Privately I knew how hard it was to manage all us kids, do the shopping, plan the meals, shop for the meals, manage the money, do the taxes, ferrying us around. We had Annie Mae to do the major cleaning & some meals now, but just giving three boys baths resembled a soggy 3 ring circus. We were constantly cleaning up spills, taking off their jammies and putting on all their clothes, then taking off the clothes to put on jammies. With one spill of chocolate milk, the kid had to be redressed again. Putting caps & jackets & shoes on/off … it was endless. Plus James Webb was only 2 – at the mobile-but-no-judgment stage. However, I hadn’t known until this very minute that Mom saw this noisy chaos as anything but the normal way of things.

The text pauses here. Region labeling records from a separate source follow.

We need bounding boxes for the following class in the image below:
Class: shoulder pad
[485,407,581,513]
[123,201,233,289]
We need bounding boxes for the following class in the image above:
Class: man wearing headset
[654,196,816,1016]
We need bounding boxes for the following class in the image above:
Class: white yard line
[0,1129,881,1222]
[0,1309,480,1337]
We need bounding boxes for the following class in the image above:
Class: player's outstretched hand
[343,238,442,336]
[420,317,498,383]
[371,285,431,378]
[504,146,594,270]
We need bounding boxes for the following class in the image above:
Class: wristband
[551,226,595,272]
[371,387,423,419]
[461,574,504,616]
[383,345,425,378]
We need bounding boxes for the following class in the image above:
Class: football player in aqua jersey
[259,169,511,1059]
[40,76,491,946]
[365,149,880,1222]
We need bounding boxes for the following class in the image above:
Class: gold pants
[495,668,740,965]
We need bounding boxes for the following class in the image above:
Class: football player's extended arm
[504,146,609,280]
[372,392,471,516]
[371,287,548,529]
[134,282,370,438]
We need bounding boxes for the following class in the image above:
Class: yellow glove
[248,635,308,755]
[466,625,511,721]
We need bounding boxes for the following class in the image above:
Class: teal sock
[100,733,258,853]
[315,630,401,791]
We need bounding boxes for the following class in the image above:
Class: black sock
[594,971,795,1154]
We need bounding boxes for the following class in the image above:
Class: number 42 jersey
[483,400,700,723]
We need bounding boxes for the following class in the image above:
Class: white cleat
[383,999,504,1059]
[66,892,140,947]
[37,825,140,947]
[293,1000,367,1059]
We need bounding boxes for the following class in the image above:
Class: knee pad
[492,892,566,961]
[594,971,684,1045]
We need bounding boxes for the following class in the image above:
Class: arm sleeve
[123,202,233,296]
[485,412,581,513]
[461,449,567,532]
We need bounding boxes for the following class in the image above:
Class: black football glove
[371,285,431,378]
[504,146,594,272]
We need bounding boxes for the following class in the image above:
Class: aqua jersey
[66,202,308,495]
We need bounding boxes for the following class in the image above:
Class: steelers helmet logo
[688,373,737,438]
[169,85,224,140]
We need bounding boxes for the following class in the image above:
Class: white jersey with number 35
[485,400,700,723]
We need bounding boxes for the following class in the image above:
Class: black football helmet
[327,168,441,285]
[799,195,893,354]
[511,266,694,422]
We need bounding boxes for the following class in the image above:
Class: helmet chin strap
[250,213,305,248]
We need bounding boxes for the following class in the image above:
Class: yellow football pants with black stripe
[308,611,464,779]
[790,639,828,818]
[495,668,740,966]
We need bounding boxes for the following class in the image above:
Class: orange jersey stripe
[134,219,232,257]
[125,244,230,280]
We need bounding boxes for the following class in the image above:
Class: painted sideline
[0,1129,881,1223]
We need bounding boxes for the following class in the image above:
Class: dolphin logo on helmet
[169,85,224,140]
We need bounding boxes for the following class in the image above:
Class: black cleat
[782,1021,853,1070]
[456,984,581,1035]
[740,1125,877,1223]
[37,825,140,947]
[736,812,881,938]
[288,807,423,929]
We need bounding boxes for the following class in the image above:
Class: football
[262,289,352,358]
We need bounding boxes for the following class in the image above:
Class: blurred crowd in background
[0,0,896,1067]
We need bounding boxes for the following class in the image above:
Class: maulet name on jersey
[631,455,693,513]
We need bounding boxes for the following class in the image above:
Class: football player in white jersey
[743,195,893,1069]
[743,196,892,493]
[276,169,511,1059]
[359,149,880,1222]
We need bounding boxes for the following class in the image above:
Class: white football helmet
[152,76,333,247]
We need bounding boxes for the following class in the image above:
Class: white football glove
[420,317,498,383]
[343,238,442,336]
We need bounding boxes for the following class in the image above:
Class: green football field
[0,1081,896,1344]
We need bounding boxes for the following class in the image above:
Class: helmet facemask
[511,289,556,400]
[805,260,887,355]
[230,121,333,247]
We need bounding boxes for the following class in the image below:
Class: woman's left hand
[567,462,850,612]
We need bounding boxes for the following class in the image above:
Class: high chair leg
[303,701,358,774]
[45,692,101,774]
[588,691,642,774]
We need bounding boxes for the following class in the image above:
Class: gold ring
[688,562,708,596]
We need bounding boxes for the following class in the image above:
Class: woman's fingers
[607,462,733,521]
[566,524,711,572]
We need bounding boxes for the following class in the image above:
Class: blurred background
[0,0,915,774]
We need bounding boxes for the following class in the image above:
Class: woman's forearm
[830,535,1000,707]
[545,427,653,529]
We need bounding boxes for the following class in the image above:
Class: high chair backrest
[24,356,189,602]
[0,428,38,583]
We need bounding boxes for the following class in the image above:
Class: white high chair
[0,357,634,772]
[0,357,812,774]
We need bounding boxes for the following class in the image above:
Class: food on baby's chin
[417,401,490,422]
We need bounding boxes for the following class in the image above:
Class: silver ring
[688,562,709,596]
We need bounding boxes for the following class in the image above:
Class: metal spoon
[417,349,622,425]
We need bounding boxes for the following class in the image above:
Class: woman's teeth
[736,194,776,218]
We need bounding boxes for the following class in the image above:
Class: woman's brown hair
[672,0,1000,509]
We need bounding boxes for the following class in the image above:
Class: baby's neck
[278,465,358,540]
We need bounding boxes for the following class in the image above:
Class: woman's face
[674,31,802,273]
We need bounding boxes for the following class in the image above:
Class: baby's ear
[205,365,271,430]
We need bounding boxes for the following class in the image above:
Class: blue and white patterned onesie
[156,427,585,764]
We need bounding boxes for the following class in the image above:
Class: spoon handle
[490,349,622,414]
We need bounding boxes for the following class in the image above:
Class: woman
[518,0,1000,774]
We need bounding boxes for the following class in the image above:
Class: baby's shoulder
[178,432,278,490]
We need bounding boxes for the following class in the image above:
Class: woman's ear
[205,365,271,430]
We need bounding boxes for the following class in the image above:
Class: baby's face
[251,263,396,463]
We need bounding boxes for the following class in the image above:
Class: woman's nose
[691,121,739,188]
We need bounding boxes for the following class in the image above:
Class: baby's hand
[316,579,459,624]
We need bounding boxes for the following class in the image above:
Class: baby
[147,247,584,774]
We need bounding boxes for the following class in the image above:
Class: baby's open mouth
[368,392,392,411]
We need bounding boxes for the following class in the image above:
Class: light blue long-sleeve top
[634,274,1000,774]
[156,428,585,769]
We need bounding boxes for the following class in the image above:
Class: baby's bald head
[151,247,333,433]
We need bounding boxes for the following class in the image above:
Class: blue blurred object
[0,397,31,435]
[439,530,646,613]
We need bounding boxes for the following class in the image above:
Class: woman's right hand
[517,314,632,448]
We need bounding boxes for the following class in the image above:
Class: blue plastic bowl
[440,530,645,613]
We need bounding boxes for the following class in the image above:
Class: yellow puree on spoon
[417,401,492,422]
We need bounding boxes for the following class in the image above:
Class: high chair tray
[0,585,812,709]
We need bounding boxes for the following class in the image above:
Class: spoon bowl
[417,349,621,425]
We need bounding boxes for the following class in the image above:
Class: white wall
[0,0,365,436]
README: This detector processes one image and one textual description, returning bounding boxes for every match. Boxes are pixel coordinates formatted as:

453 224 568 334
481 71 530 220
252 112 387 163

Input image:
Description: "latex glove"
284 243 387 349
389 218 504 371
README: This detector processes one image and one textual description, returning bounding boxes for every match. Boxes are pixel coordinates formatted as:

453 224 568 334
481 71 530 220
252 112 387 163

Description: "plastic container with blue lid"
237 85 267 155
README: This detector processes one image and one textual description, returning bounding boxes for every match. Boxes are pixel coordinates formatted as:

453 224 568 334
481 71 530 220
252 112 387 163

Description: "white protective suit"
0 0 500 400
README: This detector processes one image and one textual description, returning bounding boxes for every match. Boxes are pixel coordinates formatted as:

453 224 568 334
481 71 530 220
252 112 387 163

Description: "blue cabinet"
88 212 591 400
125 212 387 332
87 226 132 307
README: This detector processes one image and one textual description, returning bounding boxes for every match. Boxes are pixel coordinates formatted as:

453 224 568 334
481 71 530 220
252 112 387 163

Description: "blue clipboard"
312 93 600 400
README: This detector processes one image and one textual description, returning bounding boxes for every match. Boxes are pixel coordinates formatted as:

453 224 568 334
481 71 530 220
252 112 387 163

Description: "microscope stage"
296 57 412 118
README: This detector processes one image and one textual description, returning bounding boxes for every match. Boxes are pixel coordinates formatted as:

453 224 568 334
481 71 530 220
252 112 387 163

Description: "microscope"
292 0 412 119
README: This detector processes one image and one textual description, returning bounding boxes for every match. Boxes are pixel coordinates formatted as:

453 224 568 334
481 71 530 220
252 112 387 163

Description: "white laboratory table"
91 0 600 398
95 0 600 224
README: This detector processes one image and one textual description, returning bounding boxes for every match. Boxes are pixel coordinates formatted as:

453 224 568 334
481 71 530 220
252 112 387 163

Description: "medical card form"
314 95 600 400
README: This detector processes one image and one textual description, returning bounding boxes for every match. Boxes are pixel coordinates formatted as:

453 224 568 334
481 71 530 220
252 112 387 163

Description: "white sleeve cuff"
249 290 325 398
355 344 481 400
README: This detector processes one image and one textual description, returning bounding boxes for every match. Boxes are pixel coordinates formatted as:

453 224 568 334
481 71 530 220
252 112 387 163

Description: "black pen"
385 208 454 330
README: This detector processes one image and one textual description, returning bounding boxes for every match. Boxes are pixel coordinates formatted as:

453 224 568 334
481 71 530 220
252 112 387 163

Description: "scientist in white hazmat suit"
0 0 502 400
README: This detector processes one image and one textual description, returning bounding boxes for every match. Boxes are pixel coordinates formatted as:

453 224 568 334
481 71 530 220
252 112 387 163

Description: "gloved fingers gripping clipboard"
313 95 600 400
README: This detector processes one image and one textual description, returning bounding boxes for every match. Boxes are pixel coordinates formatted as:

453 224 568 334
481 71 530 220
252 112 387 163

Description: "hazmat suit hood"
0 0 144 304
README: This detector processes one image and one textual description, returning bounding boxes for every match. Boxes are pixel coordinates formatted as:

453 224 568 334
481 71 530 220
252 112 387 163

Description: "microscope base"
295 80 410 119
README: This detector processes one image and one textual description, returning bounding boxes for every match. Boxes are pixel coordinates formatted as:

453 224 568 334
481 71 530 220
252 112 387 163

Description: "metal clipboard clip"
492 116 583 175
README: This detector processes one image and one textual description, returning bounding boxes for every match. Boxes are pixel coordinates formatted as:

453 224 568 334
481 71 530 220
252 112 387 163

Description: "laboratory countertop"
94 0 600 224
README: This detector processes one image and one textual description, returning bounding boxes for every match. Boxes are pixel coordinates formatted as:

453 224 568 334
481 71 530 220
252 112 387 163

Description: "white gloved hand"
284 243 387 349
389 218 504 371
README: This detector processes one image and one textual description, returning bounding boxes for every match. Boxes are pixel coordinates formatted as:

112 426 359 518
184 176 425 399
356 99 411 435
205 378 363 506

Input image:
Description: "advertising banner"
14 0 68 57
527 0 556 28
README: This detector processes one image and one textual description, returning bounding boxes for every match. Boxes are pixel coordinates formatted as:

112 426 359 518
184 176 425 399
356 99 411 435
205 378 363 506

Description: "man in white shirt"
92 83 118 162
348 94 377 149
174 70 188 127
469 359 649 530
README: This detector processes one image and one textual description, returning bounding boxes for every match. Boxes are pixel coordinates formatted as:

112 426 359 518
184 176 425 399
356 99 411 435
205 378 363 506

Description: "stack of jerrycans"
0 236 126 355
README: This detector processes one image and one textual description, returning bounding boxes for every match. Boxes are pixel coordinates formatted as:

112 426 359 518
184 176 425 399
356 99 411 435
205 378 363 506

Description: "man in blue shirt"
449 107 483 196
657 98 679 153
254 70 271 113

She had always tried to project a calm, composed manner. Totally in control. An entire box of cereal secretly dumped on the clean laundry? Get the whisk broom. Hose left on overnight? Sweep the flood into the flower bed. Gate left open so the pedigreed Weimaraner got out? Take the leash and search the neighborhood. Don’t forget the flashlight. She was the One Who Knew What to Do. I was the one doing 60% of the doing. To my mind.

Suddenly it became clear to me. A lightbulb went on! She couldn’t manage without me. She had NEVER been able to manage without me. I could see that now. I HAD to go. As a romantic (if sarcastic) teenager, the poet in me suddenly saw myself as the Loyal Sidekick. I was Chingachgook or Robin the Boy Wonder, trekking through snowdrifts at Mom’s side. Together we would manage! (I could hear “Dixie” began playing slowly & softly as the soundtrack.)

“I guess I’ll go then” I said sullenly.

Mom smiled and dropped my hand. She turned to the pile of laundry on her bed.

“Fine” she said “Now go finish the dishes.”